Wenn nicht alle erwerbsfähigen Leistungsberechtigten arbeitslos sind, wie viele Personen finden sich nun in diesen Ausnahme-Gruppen? Fünfzehn bis 20% der Bürgergeldbeziehenden sind erwerbstätig. Sie sind beschäftigt, aber mit ihrem Einkommen können sie den Lebensunterhalt nicht sichern. Das kann aus verschiedenen Gründen der Fall sein. Viele von ihnen arbeiten in Teilzeit wie Frau Berg oder leben in einer Bedarfsgemeinschaft mit mehreren Angehörigen. Auch eine hohe Miete kann der Grund sein.
Etwas weniger als zehn Prozent gehen zur Schule wie Sophia, studieren oder absolvieren eine Berufsausbildung.
Rund ein Fünftel machen Personen aus, die Kinder erziehen oder Angehörige pflegen.
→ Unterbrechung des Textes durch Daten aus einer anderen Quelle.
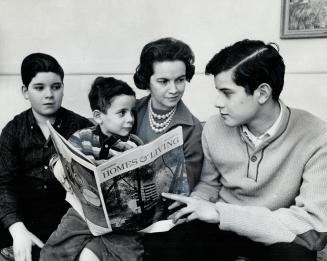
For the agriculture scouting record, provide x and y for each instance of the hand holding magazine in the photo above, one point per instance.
(124, 192)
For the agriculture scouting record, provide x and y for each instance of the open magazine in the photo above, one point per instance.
(124, 193)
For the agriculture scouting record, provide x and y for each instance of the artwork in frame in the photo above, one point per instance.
(303, 19)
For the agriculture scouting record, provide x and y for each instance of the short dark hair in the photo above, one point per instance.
(164, 49)
(104, 89)
(39, 62)
(253, 63)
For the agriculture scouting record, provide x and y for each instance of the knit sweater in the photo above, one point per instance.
(276, 192)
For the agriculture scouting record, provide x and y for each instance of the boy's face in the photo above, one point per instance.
(235, 105)
(45, 93)
(119, 118)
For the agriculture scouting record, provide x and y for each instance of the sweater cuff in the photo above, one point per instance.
(10, 219)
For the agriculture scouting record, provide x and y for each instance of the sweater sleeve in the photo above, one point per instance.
(304, 223)
(193, 153)
(208, 186)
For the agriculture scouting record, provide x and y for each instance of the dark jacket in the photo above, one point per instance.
(29, 191)
(192, 130)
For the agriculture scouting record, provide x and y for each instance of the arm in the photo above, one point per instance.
(193, 152)
(23, 240)
(209, 185)
(9, 205)
(303, 223)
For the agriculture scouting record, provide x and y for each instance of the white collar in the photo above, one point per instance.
(269, 133)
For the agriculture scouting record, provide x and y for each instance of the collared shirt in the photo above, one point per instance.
(28, 189)
(269, 133)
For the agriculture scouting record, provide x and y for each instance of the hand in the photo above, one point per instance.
(23, 240)
(58, 171)
(195, 209)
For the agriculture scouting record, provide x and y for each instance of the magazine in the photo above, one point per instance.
(124, 192)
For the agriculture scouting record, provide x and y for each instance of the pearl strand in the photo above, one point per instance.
(156, 126)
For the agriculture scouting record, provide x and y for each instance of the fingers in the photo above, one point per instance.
(23, 253)
(175, 205)
(37, 241)
(180, 198)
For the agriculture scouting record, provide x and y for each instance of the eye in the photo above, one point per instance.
(162, 81)
(121, 113)
(227, 93)
(56, 86)
(181, 80)
(38, 87)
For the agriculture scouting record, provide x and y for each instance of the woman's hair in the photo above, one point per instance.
(104, 89)
(164, 49)
(39, 62)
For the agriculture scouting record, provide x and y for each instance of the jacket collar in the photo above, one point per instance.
(57, 123)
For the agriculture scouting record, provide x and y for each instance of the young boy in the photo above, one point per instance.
(264, 178)
(112, 102)
(31, 200)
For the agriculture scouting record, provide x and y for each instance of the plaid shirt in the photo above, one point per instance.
(96, 145)
(28, 190)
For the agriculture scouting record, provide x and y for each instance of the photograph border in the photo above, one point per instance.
(285, 33)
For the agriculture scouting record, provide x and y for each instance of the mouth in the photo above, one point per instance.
(173, 98)
(223, 115)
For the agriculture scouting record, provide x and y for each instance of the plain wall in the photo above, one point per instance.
(105, 37)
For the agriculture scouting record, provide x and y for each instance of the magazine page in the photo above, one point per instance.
(131, 184)
(79, 172)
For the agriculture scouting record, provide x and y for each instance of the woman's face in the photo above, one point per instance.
(167, 84)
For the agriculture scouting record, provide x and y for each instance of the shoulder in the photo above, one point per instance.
(74, 117)
(136, 139)
(306, 124)
(84, 134)
(215, 127)
(19, 122)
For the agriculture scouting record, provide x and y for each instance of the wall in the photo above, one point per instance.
(105, 37)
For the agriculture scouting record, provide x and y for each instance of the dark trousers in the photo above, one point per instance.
(201, 241)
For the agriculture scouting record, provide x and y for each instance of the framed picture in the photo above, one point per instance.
(303, 19)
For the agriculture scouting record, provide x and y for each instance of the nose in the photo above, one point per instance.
(48, 92)
(219, 101)
(130, 117)
(173, 88)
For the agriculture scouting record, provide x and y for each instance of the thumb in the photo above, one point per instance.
(37, 241)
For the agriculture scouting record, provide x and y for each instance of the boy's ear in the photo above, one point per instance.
(25, 92)
(97, 116)
(263, 92)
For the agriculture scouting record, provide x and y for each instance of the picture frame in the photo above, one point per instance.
(303, 19)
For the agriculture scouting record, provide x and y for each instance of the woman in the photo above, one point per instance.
(165, 66)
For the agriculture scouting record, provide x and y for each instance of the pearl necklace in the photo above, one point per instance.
(158, 127)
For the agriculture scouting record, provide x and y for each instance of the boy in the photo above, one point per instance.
(31, 200)
(265, 165)
(112, 102)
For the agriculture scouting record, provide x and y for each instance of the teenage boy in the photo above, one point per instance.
(262, 192)
(31, 200)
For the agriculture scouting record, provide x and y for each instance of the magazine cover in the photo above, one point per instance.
(124, 193)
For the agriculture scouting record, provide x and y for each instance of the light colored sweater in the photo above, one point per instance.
(276, 192)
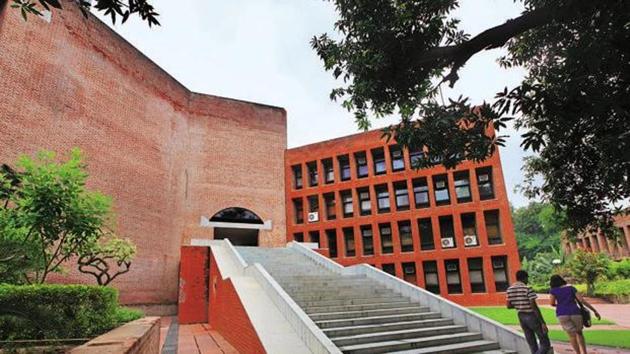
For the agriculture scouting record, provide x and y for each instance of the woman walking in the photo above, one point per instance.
(565, 298)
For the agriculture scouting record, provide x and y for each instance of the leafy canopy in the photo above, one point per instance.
(49, 216)
(573, 107)
(112, 8)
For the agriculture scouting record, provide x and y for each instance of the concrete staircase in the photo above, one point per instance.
(359, 314)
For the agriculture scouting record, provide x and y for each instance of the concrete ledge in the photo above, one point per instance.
(492, 330)
(140, 336)
(316, 341)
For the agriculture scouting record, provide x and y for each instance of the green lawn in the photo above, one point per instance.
(508, 317)
(609, 338)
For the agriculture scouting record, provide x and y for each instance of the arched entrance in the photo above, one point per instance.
(239, 225)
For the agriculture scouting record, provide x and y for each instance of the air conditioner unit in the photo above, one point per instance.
(470, 240)
(448, 242)
(313, 217)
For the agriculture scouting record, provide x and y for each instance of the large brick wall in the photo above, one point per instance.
(166, 155)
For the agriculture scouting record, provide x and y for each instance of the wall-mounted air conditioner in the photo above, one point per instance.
(313, 216)
(448, 242)
(470, 240)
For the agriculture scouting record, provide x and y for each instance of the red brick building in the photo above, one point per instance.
(599, 242)
(449, 231)
(167, 156)
(177, 163)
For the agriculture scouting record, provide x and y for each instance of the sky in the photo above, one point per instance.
(259, 50)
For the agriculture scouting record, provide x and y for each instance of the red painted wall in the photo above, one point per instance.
(365, 142)
(228, 316)
(193, 285)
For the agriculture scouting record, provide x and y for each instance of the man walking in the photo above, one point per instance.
(522, 298)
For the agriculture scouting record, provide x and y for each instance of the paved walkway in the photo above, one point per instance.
(191, 339)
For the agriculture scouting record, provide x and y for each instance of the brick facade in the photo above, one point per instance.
(166, 155)
(390, 255)
(599, 242)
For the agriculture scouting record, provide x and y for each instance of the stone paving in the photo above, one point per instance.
(191, 339)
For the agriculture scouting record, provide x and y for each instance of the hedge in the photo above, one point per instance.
(59, 311)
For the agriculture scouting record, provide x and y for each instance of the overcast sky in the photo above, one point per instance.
(258, 50)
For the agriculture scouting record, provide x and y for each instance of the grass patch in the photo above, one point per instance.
(509, 317)
(609, 338)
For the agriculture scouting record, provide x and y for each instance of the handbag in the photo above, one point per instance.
(585, 313)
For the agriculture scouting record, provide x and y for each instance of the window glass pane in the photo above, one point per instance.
(475, 273)
(329, 172)
(364, 201)
(469, 228)
(500, 272)
(402, 196)
(440, 186)
(493, 227)
(382, 195)
(361, 160)
(387, 246)
(312, 173)
(462, 187)
(398, 162)
(453, 280)
(314, 237)
(368, 242)
(331, 211)
(406, 239)
(426, 234)
(431, 279)
(348, 235)
(484, 183)
(297, 176)
(378, 155)
(447, 232)
(344, 167)
(421, 192)
(346, 198)
(331, 236)
(298, 208)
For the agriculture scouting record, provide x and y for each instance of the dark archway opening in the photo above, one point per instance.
(243, 232)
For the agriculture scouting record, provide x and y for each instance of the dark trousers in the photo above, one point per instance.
(532, 328)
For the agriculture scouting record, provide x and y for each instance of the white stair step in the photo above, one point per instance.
(477, 346)
(384, 327)
(416, 343)
(398, 335)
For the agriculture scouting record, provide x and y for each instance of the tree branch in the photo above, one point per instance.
(457, 55)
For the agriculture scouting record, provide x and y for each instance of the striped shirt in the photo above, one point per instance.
(520, 295)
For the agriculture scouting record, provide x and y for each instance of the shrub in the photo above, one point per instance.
(619, 269)
(126, 314)
(57, 311)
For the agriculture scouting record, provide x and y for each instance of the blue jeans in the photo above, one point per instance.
(532, 328)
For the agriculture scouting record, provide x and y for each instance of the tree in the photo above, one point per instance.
(98, 260)
(573, 107)
(49, 216)
(538, 228)
(113, 8)
(587, 267)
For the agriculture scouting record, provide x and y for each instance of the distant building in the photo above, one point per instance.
(599, 242)
(449, 231)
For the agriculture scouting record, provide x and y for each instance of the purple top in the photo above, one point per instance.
(565, 300)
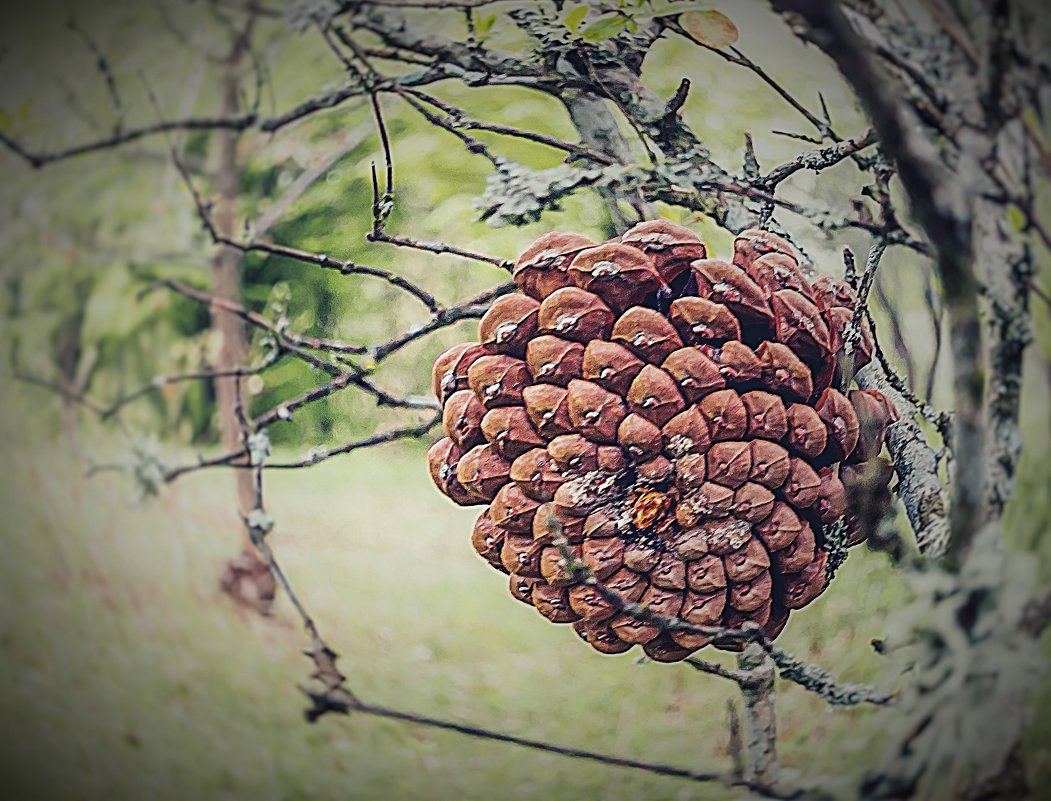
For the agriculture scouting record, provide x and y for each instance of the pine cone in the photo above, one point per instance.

Sie werden in der Kategorie Nichterwerbstätigkeit zusammengefasst. Dazu gehören auch Bürgergeldbezieherinnen und Bürgergeldbezieher, die über längere Zeit krank sind.
Darüber hinaus zählen auch Personen nicht als arbeitslos, die an einer Fördermaßnahme teilnehmen. Deutsch- oder Integrationskurse und arbeitsmarktpolitische Maßnahmen wie zum Beispiel Umschulungen gehören ebenfalls dazu. Rund 10% der erwerbsfähigen Leistungsberechtigten absolvieren eine Fördermaßnahme.
Etwa vierzig Prozent aller erwerbsfähigen Leistungsberechtigten sind arbeitslos. Sie haben zurzeit keine Arbeit oder arbeiten weniger als 15 Stunden pro Woche, suchen eine Arbeit und können auch kurzfristig eine Stelle antreten.
Diese sind nicht unbedingt langzeitarbeitslos. Dazu zählt nur, wer länger als ein Jahr arbeitslos ist. Tatsächlich trifft das nur auf knapp die Hälfte der arbeitslosen erwerbsfähigen Leistungsberechtigten zu. Das liegt daran, dass der Anspruch auf Bürgergeld und die Arbeitslosigkeit unabhängig voneinander sind und zu unterschiedlichen Zeitpunkten beginnen können. Dazu einige Beispiele:
Frau Berg hat einige Zeit später ihre Stelle im Schnellrestaurant verloren. Sie hatte ja schon während der Beschäftigung Bürgergeld erhalten. Ihre Arbeitslosigkeit beginnt dann erst zu dem Zeitpunkt, ab dem sie nicht mehr im Schnellrestaurant beschäftigt ist. Die Zeitpunkte von Beginn des Leistungsbezugs und der Arbeitslosigkeit fallen also auseinander.
Ähnlich ist es bei Frau Falk. Sie ist alleinerziehend und nach der Trennung von ihrem Partner auf Bürgergeld angewiesen. Ihre jüngste Tochter ist zwei Jahre alt und wird von ihr betreut. Deshalb muss Frau Falk zunächst keine Beschäftigung aufnehmen und zählt auch nicht als arbeitslos. Das wird sie erst, wenn ihre Tochter drei Jahre alt wird und sie bis dahin keine Stelle gefunden hat. Sie wird also ebenfalls erst nach einiger Zeit des Bürgergeldbezugs arbeitslos.
Anders bei Herrn Bode: Er wurde entlassen und hat 15 Monate lang Arbeitslosengeld erhalten. In dieser Zeit konnte er keine neue Beschäftigung finden und war arbeitslos. Seitdem sein Arbeitslosengeldanspruch ausgelaufen ist, bezieht er Bürgergeld. Obwohl der Bürgergeldbezug erst begonnen hat, gilt er bereits als langzeitarbeitslos, weil die vorhergehenden Arbeitslosigkeitszeiten ebenfalls berücksichtigt werden.
Sie sehen: Es gibt zwar Zusammenhänge zwischen Arbeitslosigkeit und Langzeitarbeitslosigkeit auf der einen Seite und Bürgergeldbezug auf der anderen Seite. Aber das Eine bedeutet nicht automatisch das Andere.